勝てる人と勝てない人の差は「マネージメント」にある

手前のロボットは前代のキングカイザー
 だが、それだけで「勝てる」わけではない。丸さんたちは、ほとんど負けていない。理由はどこにあるのだろうか。

 「僕は、技術力とかモチベーションがどうのこうのではなくて、それ以前のマネージメントが違うんじゃないかと思うんですよ」という。

 ロボット対戦におけるマネージメントとは、どういうことだろうか。たとえば丸さんは、はじめて試合に出たとき、このように計算した。32台トーナメントなので、最高で5試合やることになる。だからバッテリは5個必要だ。そこで実際にバッテリを5個持っていった。

 ところが、現場に行ったらバッテリを1個か2個しかもっておらず、バッテリ切れで負けちゃう人が続出。中には高価なサーボを使っていた人もいた。そのサーボ1個でバッテリ5個買えるのに、と思ったという。

 「優勝するなんて思ってません、ってみんな言うんですけど、バッテリを持ってないと、思う思わない以前に物理的にできないんですよ。しかもそういうことが、Jクラスに出ても続いた。これはマネージメントが違うんじゃないかと。たとえばそういうことなんです」

 同様の準備は、予備パーツに関してもいえる。丸さんは壊れる可能性のある部品は事前に必ず予備パーツを用意している。

 「勝負で負けるのはいいんですが、マシントラブルで負けるのはエンジニアとして恥ずかしいことだと思っているんです。マシントラブルの相手は自分じゃないですか。相手に負ける前に自分にすでに負けているわけです。だから二重にも三重にもフェールセーフをかけています。機体の最高性能を上げるよりも、ちゃんと戦い抜ける機体を作ることが重要です」

 壊れやすいかどうかはもちろん事前のスパーリングで見つける。丸さんらは、通常の試合が3分間のところ、6分間でタイムをとり、6分×5ラウンドを全力でやっているという。理由はこうだ。「通常、機械のマージンテストは150%負荷でやるじゃないですか。僕はそれを200%負荷でやるんです。耐えられたら大丈夫だと。何かトラブルがあったり壊れたりするとダメだと判断する」。


頻繁に交換する可能性がある腕先にはメンテナンス性を考慮して、磁石に付くニッケルメッキのネジを使用している
 機体の構成にもマネージメントは活かされている。たとえば、ナットを使うとメンテナンスに時間がかかる。だからナットは絶対に使わない。交換用予備パーツの準備はもちろんだが、それだけではない。「キングカイザー」の機体のネジには剛性を考えてステンレス製のネジを使っているが、ステンレスは磁石につかないのでメンテナンス時の作業性に劣る。そこで、試合中にすぐに交換する必要がある腕先には、磁石につくニッケルメッキのネジを使っている。

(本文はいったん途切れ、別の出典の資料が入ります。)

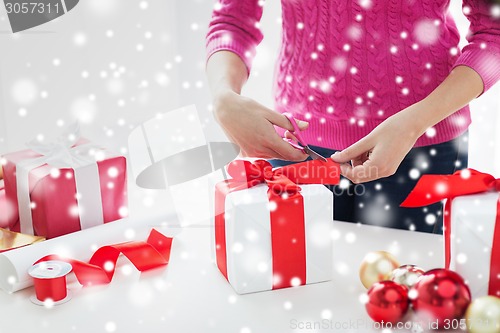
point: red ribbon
(54, 289)
(287, 221)
(434, 188)
(153, 253)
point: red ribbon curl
(434, 188)
(153, 253)
(287, 221)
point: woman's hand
(380, 153)
(250, 125)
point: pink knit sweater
(346, 65)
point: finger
(290, 136)
(265, 153)
(370, 170)
(357, 174)
(287, 151)
(352, 152)
(282, 121)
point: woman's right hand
(249, 125)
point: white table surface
(190, 295)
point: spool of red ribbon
(50, 282)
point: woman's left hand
(380, 153)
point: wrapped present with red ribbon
(64, 186)
(271, 233)
(471, 224)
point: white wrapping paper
(248, 237)
(473, 220)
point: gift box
(65, 186)
(271, 233)
(471, 225)
(11, 240)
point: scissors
(301, 144)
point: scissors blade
(314, 155)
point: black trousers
(377, 202)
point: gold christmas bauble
(483, 315)
(377, 266)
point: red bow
(434, 188)
(246, 174)
(287, 222)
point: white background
(113, 64)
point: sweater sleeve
(235, 27)
(482, 53)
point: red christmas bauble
(387, 302)
(440, 295)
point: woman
(381, 86)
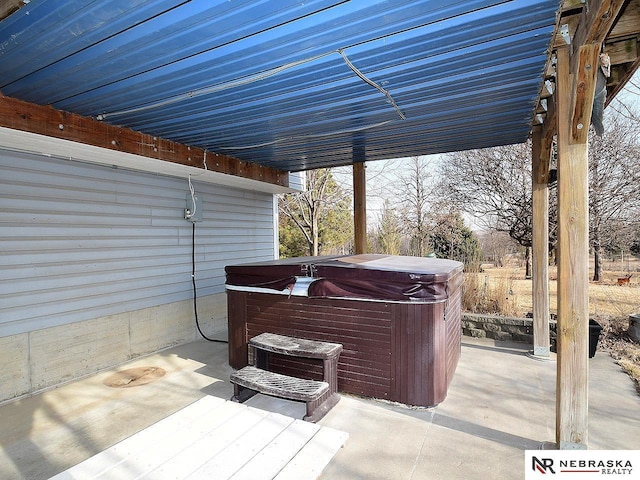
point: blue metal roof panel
(289, 84)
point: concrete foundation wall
(41, 359)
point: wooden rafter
(7, 7)
(28, 117)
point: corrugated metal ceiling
(288, 84)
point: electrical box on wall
(193, 212)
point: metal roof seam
(372, 83)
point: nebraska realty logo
(585, 464)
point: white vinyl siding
(81, 241)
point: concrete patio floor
(500, 403)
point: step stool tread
(298, 347)
(279, 385)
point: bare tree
(322, 203)
(614, 186)
(494, 185)
(388, 236)
(416, 188)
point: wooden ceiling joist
(28, 117)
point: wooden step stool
(320, 396)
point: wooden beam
(360, 207)
(540, 247)
(549, 129)
(583, 91)
(7, 7)
(596, 22)
(573, 264)
(28, 117)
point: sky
(383, 175)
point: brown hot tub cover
(377, 277)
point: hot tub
(397, 317)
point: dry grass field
(506, 291)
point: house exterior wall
(95, 264)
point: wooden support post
(575, 95)
(540, 248)
(360, 207)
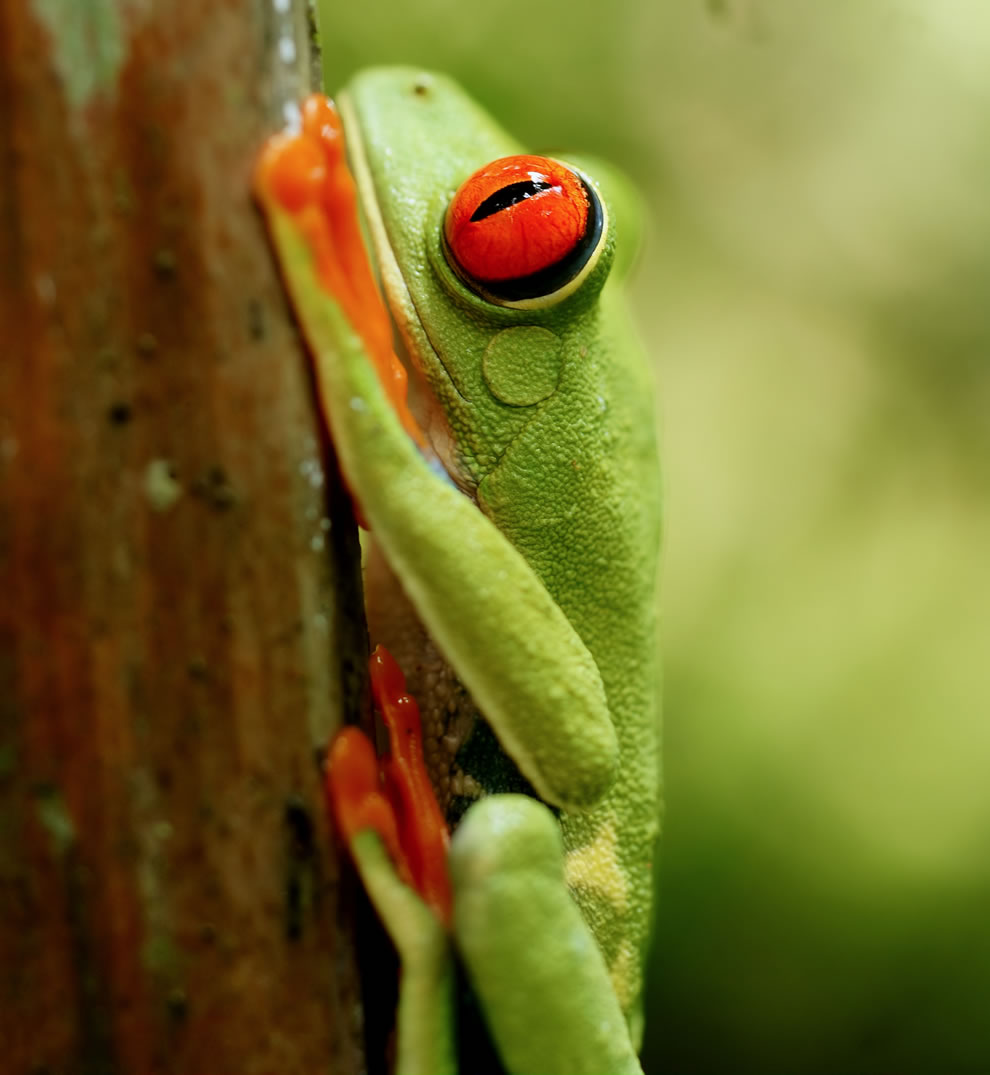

 「そういうところに気を払うかどうかで決まってくるんじゃないかと思うんです」。強さとはそういうことなのだ。

 ただ、ROBO-ONEを始めとしたロボットホビーは、試合の形式をとってはいるものの、あくまで趣味である。実際に、勝つことが目的ではない人もいる。丸さんも、「マネージメントは人それぞれの問題」だと語る。センサーや、より良いモーターを買ったりして、高機能を目指す、そういう方向性も大いにありだという。

 丸さんも勝ちにひたすらこだわっているわけではない。この秋から地方で行なわれる二足歩行ロボット大会の一部に、ROBO-ONE決勝出場権が認められるようになった。優勝者は、ROBO-ONEで予選をパスして決勝に進出できる。だが丸さんは、出場権が認められているトーナメント大会には出ない、と決めている。

 「それはポリシーです。勝つ自信があるとか、チャンピオンのプライドだとか、そんな偉そうな理由では無いんです。主催者側は色々なロボットに出てもらいたいだろうけれど、頑張って出場している側からすれば、いきなりチャンピオンロボットが来たとなったら、それはないよと思っちゃうと思うんですよね」。だからエキシビジョン以外では出ない。美意識だ。


 これまでは、操縦者の技量と、機動力、攻撃力を重視した設計方針をとっていた。相手がどんなパンチを持っていようが、当たらなければ大丈夫だという考え方だ。

 だがつい先日、ROBO-ONE GP戦で、ペンギン型ロボット「ぺんと」の長い腕によるパンチを食らって敗戦した。いままでパンチを食らうことがなかっただけに、これにショックを受けた。そこで現在は防御にも力を入れていこうと考えているという。具体的には、攻撃を食らっても踏ん張ったり、それに応じた姿勢を取れる姿勢制御技術の開発だ。

 姿勢を建て直すための基礎技術として、ジャイロ、加速度センサー、地磁気センサーを組み合わせて、ヨー、ロール、ピッチ各軸の絶対値を検出するデモを見せてくれた。この3つを出せれば新しいところに行けると思う、という。実際にはさらに衝撃センサーなどと組み合わせて、殴られたときに逆方向の足を蹴ってバランスをとるといったことも可能になるかもしれない。

 現状では外部のパソコンに繋いで処理をやらせている。ROBO-ONEのロボットも、そろそろもう1つ、大きなブレイクスルーが必要だし、それに向かって参加者たちも動き始めている。現状のような動きではなく、全体の運動モーメントを考慮に入れた、より賢く、生き物っぽい動きをホビーロボットが見せてくれる日もそう遠くないかもしれない。

 いずれにせよ、ロボットの動きも速くなってきているので、将来的には、ロボットの自律性を上げていく必要がある。バトル競技においては、ロボットが操縦者の動きを先読みするようにして、「オールドタイプでもニュータイプに負けない操縦ができるように」していきたいと笑う。

 「あとは宇宙ですね。宇宙大会です」。丸さんは60気圧の小さなCO2のボンベにレギュレーターと電磁弁、そしてノズルにはプラモのバーニアを流用したスラスターを自作した。噴射はタイマーコントロールで制御し、パッパッパッパッと吹けるようにした。「ROBO-ONEスペシャル」のアスレチック競技「イーグル」で使うつもりだったが、手に仕込んだベアリングの調子が悪くてやめてしまったという。「でも推進力が出るんですよ」と熱く語る。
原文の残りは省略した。